Course pages 2012–13
Spoken Language Processing
The aim of this module is to introduce the underlying statistical approaches and some of the major techniques used for spoken language processing. Core statistical models that are used in a wide-range of speech and language applications will be discussed along with their underlying theory. Examples of how these models may be applied to speech processing applications, such as speech recognition and speaker verification, will be described.
- Introduction: Scope of the course and introduction to speech sounds and frequency domain representations.
- Basic pattern processing: Bayes' decision rule, forms of statistical classifier and generative models.
- GMM-based speaker verification: basic feature vectors (MFCC/deltas), MAP parameter estimation, decision rules/ROC curve.
- Hidden Markov Models and the Viterbi algorithm: HMM structure and underlying assumptions, training using Baum-Welch and the EM algorithm. Networks and the Viterbi algorithm.

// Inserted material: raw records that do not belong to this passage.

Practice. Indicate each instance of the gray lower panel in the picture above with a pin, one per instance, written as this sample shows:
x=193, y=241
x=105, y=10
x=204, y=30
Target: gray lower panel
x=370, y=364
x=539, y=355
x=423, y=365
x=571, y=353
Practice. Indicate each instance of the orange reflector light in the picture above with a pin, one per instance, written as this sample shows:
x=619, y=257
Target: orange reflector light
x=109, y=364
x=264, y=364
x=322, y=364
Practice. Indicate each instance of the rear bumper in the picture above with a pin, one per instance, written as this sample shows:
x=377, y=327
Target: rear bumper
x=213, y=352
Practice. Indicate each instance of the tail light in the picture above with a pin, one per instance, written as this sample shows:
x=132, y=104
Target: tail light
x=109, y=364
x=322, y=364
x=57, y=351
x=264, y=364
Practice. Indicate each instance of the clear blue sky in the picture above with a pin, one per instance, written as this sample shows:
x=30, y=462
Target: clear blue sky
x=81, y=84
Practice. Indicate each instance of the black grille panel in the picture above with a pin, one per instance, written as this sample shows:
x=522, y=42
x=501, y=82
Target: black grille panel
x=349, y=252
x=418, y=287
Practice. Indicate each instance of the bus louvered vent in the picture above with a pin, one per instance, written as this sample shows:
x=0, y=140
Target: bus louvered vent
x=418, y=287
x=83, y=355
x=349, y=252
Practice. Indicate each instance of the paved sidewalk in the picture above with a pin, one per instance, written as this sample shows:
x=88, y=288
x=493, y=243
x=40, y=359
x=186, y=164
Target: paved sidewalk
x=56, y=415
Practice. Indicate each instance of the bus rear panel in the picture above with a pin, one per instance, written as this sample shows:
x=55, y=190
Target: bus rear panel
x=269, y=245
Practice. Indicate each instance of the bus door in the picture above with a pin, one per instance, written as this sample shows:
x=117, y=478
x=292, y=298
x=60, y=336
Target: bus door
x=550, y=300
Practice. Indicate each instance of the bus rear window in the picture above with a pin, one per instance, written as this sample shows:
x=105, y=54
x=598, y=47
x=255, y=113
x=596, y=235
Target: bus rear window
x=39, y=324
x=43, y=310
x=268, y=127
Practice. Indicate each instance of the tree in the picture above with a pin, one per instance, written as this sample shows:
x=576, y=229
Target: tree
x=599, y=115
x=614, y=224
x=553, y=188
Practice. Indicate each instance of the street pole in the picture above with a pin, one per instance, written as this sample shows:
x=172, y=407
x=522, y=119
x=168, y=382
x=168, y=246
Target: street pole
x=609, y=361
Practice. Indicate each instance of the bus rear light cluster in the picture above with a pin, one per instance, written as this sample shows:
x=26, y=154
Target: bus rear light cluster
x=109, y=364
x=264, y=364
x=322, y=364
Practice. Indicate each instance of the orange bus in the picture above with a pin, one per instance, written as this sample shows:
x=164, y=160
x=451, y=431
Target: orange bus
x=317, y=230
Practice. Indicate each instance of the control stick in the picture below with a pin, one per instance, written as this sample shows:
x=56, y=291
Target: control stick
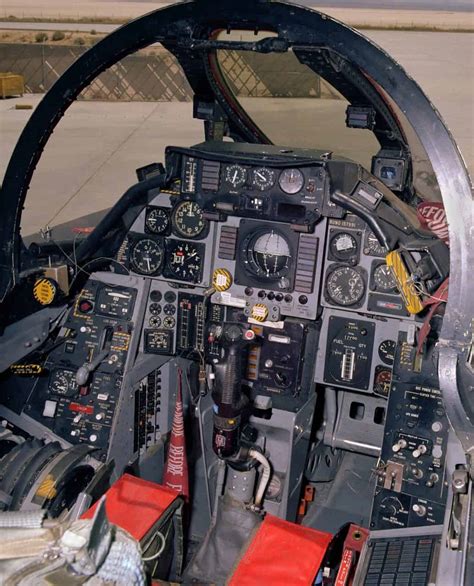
x=227, y=394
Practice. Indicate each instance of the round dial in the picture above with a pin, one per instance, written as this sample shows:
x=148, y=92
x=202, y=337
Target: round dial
x=384, y=279
x=169, y=322
x=236, y=175
x=156, y=220
x=270, y=253
x=154, y=321
x=184, y=261
x=147, y=256
x=373, y=246
x=188, y=220
x=382, y=380
x=345, y=286
x=291, y=181
x=343, y=246
x=263, y=178
x=387, y=351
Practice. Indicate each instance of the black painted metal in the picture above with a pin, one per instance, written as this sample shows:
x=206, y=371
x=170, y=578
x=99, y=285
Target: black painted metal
x=183, y=27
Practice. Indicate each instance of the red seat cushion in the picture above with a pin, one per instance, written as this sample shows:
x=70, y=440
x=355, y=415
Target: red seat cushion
x=280, y=554
x=135, y=504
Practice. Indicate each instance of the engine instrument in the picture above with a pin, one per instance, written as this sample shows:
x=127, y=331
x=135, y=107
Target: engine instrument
x=383, y=279
x=343, y=246
x=147, y=256
x=184, y=261
x=188, y=220
x=156, y=220
x=263, y=178
x=235, y=175
x=291, y=181
x=345, y=286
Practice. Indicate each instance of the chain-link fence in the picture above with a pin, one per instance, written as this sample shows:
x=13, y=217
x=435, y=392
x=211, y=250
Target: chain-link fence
x=155, y=75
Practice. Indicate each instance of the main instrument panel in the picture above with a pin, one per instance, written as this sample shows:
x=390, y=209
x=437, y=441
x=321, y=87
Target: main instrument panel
x=247, y=234
x=253, y=235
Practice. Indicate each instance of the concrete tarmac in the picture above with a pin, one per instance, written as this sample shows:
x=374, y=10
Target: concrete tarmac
x=451, y=14
x=92, y=156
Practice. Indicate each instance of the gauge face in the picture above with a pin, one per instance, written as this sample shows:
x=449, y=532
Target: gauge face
x=343, y=246
x=384, y=279
x=387, y=351
x=236, y=175
x=291, y=181
x=63, y=382
x=373, y=246
x=156, y=220
x=382, y=381
x=184, y=261
x=270, y=253
x=147, y=256
x=263, y=178
x=188, y=220
x=154, y=321
x=345, y=286
x=169, y=322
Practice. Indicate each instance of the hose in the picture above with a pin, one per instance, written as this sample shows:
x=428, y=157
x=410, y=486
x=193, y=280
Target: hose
x=219, y=486
x=267, y=469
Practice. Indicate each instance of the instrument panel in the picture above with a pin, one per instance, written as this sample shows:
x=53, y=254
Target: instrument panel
x=258, y=236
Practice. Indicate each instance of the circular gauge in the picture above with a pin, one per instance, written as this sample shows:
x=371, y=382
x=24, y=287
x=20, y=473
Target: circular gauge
x=291, y=181
x=382, y=381
x=156, y=220
x=184, y=261
x=343, y=246
x=373, y=246
x=345, y=286
x=188, y=220
x=263, y=178
x=384, y=279
x=169, y=322
x=147, y=256
x=269, y=254
x=236, y=175
x=154, y=321
x=387, y=351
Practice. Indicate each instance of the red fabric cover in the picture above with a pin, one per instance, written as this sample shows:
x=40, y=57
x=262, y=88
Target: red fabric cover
x=135, y=504
x=282, y=553
x=176, y=468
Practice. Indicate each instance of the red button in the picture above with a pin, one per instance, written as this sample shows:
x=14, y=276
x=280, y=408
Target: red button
x=85, y=306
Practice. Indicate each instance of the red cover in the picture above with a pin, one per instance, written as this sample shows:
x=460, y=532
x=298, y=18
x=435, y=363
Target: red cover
x=282, y=553
x=176, y=468
x=135, y=504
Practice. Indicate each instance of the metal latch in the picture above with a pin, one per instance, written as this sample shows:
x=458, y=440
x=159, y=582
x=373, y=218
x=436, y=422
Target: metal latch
x=460, y=504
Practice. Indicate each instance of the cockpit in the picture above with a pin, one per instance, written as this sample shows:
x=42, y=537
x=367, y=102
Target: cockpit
x=298, y=308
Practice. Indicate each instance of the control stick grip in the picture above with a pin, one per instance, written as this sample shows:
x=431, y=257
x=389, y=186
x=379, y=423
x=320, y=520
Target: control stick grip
x=84, y=371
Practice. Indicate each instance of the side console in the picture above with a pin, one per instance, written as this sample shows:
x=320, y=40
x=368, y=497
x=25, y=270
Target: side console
x=411, y=490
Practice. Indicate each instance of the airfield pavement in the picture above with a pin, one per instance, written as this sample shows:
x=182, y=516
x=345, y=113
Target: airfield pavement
x=91, y=158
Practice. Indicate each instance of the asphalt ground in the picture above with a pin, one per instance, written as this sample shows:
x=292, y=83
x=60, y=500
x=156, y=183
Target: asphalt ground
x=92, y=156
x=450, y=14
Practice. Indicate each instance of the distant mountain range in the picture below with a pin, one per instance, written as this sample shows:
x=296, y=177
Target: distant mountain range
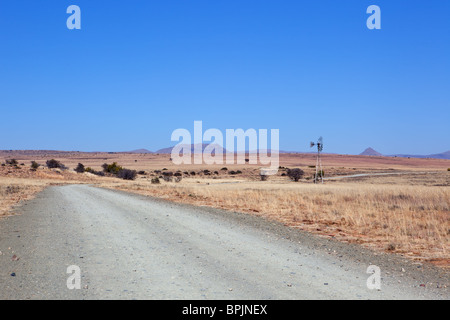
x=368, y=152
x=372, y=152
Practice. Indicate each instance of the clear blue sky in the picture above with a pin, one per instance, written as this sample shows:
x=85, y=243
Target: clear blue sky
x=137, y=70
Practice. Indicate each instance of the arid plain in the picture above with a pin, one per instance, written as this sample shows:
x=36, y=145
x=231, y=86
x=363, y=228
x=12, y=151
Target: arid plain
x=395, y=205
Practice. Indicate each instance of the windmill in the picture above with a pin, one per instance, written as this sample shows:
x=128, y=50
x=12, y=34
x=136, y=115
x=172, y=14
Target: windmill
x=319, y=145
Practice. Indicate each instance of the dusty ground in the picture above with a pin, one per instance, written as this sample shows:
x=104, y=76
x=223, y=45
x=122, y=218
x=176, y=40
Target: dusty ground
x=406, y=214
x=128, y=246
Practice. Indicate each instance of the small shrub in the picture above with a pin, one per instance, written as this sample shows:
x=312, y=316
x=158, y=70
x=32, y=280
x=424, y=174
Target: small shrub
x=97, y=173
x=295, y=174
x=112, y=168
x=12, y=162
x=34, y=165
x=80, y=168
x=155, y=180
x=55, y=164
x=127, y=174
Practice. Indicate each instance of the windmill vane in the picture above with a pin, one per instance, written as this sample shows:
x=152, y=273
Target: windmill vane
x=319, y=174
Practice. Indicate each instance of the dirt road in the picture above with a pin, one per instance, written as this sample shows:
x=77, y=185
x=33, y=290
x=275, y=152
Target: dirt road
x=133, y=247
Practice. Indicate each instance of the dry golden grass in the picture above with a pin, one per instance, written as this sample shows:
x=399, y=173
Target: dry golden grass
x=406, y=214
x=412, y=220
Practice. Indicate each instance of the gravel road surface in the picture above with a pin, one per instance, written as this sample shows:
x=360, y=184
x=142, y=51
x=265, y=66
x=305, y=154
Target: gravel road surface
x=128, y=246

- Decision trees and context modelling: phone-level variation, dictionaries, decision trees and context clustering.
- Weighted finite state transducers: basic operations of WFST, and WFST representation of information in speech systems.
- N-gram language models: N-gram language models, discounting, smoothing, backing-off, mixture language models and interpolation. WFST representation of language models.
- Applications of spoken language processing: examples of applications, including speech recognition and speech synthesis.
On completion of this module, students should:
- understand the basic principles of pattern classification;
- understand Gaussian mixture models, hidden Markov models and N-gram language models;
- understand and be able to implement the Viterbi algorithm;
- understand weight finite state transducers;
- be able to apply the above approaches to speech processing applications.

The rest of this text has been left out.